Home > Games > Why do the herrings get scared off by the salmon?

Why do the herrings get scared off by the salmon?

January 28, 2013

I picked up a game called Enuk at The Works just before Christmas. It is supposedly about a little Eskimo (that’s the term used in the game, even if it isn’t correct) boy helping his parents build an igloo while looking out for arctic wildlife. It looked cute and the reviews and ratings on The Geek weren’t bad for a kids’ game, so I picked it up.

Two polar bears and some herring... Do we risk another tile...?

Two bears and some herring… Do we risk another tile…?

This very much is a kids’ game. But what stops this from being a tile-matching memory game is a really neat little press-your-luck mechanic. You see, you turn over tiles and can keep turning over tiles until you choose to stop, you find a piece of the igloo, or animals start scaring each other off. Herring flee from salmon; salmon flee from seals, seals from polar bears and polar bears from reindeer accompanied by humans. So when you have turned over a few tiles you have to decide whether to claim those for your scoring stack, or turn over another and risk losing several tiles due to one of these fleeing issues. I really rather like that. And Miss B, after a little confusion for the first couple of times, got to really enjoy this aspect of the game.

Our first game was over remarkably quickly — when eight reindeer tiles have been drawn, the day ends and there is a special memory round for people who have managed to find bits of the igloo. So we had a second game, which used up pretty much all the tiles. Miss B won comfortably in both games.
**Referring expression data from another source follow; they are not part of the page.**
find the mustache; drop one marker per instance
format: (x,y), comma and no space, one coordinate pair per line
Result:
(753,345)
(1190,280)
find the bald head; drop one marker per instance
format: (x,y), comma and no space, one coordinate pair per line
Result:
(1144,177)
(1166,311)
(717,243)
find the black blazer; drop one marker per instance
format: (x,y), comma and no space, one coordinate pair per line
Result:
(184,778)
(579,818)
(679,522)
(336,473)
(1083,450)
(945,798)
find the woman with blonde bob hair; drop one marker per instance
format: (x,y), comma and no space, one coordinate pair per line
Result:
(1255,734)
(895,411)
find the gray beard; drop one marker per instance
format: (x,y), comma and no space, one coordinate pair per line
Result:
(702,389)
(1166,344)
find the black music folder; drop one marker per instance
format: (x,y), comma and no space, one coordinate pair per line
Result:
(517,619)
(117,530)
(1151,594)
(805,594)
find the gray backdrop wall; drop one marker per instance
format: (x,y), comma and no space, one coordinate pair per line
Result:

I quite like this. The game is very random indeed, but due to it rewarding some memory, it is less so than most dice games, and that press-your-luck aspect makes the game feel rather more meaty than I had expected. It’s not enough that I would play this with an all-adult group, but it’s definitely a worthwhile purchase and Miss B is keen to play it again.

The verdict from Miss B (aged 6): “Really good because of the way things ran away from each other.”

The game: Enuk (Queen Kids), 2 to 5 players aged 5+.